In one hand, he was holding a hammer, turning it round and round in his grip.
And in the other – by the scruff of its neck – a tabby cat. It was twisting, jerking in his grasp.
‘Oh God,’ I said.
Renton nodded. ‘Yep.’
The footage didn’t last long – just over a minute in total.
When he was done, the man stayed crouched over the animal’s body for a few moments, tilting his head and peering down dispassionately at the damage he’d inflicted.
For all the distress and emotion he showed, he might have been studying a butterfly on a leaf.
Finally, he stood up and walked back behind the camera. The screen went blank.
For the last few frames, I had been holding my breath.
‘When was this posted?’
‘Last year,’ Renton said. ‘It’s local too, which is what originally caught my eye. He’s posted a few of them. This is the only video he took outside: the others look like interiors – a garage of some kind. There are photos too. Here.’
He opened a new window and loaded a different thread.
This one contained static images. Cats pinned down like laboratory specimens and slit open.
One had all its legs and its head cut off.
Four or five were hanging from trees by their necks, all with a gloved hand intruding into the frame from the side to point at them.
I stared at the photographs with horror. Below, there were messages from other users congratulating him on the post. I read the first – Great work!
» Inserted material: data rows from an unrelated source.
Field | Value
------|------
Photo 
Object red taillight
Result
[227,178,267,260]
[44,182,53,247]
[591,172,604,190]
Can’t wait to see more! – and felt sick.
But also, just barely, a tingle of something else.
You didn’t expect us to find these, did you?
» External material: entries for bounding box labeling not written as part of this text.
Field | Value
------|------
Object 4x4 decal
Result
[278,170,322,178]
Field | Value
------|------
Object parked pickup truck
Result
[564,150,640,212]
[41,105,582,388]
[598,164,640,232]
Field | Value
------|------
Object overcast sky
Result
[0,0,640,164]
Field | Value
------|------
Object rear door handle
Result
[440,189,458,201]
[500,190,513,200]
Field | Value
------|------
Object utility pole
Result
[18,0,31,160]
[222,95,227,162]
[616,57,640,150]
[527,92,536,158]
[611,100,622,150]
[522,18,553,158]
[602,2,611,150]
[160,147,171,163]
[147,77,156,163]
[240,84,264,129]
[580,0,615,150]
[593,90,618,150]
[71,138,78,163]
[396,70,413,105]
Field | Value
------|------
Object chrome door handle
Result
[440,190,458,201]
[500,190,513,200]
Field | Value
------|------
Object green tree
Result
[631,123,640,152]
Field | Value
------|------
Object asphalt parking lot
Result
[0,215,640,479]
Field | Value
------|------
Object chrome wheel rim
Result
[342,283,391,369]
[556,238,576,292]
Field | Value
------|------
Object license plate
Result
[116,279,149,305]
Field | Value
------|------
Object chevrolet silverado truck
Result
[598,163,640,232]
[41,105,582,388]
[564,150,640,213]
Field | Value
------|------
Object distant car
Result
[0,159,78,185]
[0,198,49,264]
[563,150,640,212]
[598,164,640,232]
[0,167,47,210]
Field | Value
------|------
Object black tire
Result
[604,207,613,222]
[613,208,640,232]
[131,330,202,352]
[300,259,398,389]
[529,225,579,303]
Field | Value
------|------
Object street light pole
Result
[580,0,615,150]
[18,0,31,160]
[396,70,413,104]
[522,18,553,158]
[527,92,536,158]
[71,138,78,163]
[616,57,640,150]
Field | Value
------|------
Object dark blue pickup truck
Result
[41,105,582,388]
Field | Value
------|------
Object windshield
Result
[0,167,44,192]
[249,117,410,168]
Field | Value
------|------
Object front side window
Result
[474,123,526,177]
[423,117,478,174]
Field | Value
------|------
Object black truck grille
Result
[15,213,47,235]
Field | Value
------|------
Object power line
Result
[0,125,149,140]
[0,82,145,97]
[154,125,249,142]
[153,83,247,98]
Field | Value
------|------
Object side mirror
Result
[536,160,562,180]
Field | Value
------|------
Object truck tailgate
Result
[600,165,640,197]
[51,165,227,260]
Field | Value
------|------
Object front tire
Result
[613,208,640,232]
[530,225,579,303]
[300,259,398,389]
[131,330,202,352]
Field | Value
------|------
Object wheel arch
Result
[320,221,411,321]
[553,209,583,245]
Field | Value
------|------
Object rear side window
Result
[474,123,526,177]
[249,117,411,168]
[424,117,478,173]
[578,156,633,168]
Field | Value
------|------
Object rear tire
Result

I said, ‘How do you know he’s local?’
Renton nodded. ‘He filled his location information in. Maybe he was lying, but I don’t see why he would be. Plus we identified the location the first video was shot. Swaine Hill.’
Shit. Killer Hill. Where Billy Martin had entered the woods. Billy Martin, who’d talked about someone killing a cat. My heart began beating faster.
First things first.
‘All right. Did you ever trace this guy’s account?’
‘That’s the downside, I’m afraid.’ Renton pulled a face. ‘The site’s totally anonymous. The server’s based abroad, and the registration shifts. That’s one of the things that makes it so appealing to the users. The lack of accountability.’
‘If we contact the admins?’
‘Good luck with that.’
‘Shit.’
I leaned back.
This was him. I knew it. He’d recorded these images last year and posted them online for some reason – to show off, maybe – and the whole time he’d been practising. Preparing for his work this year. A dry run of some kind.
The kids at school. They told me about someone who killed a cat.
Another realisation.
The guy hadn’t bothered to chase Billy Martin …
I stood up quickly and pulled out my mobile. Laura took an age to answer, then:
‘Hicks. What have we – ?’
‘Laura, listen to me. Get someone round to Billy Martin’s house. I think he might need protection. We’ve got to get him in here right now.’
I heard her typing. ‘I’m on it.’
‘Because I think he might have recognised Billy.’
‘What? Where from?’
‘I think –’ It was hard to bring myself to say it. ‘I think it might be a kid. An older teenager maybe.’
I reminded her about what Billy had said.
‘I’m on it,’ she said again.
‘I’ll be upstairs in a minute.’
I hung up. Shit, shit, shit. But there was hope now too – stronger than before. The guy might have hidden his identity online, but he couldn’t fucking hide in real life. Not forever. No matter how fucking clever he thought he was.
Renton said, ‘Think it’s our guy? Jimmy?’
‘Jimmy?’
‘The username.’
He tapped the screen and I saw what he was referring to. The username for the posts was Jimmy82.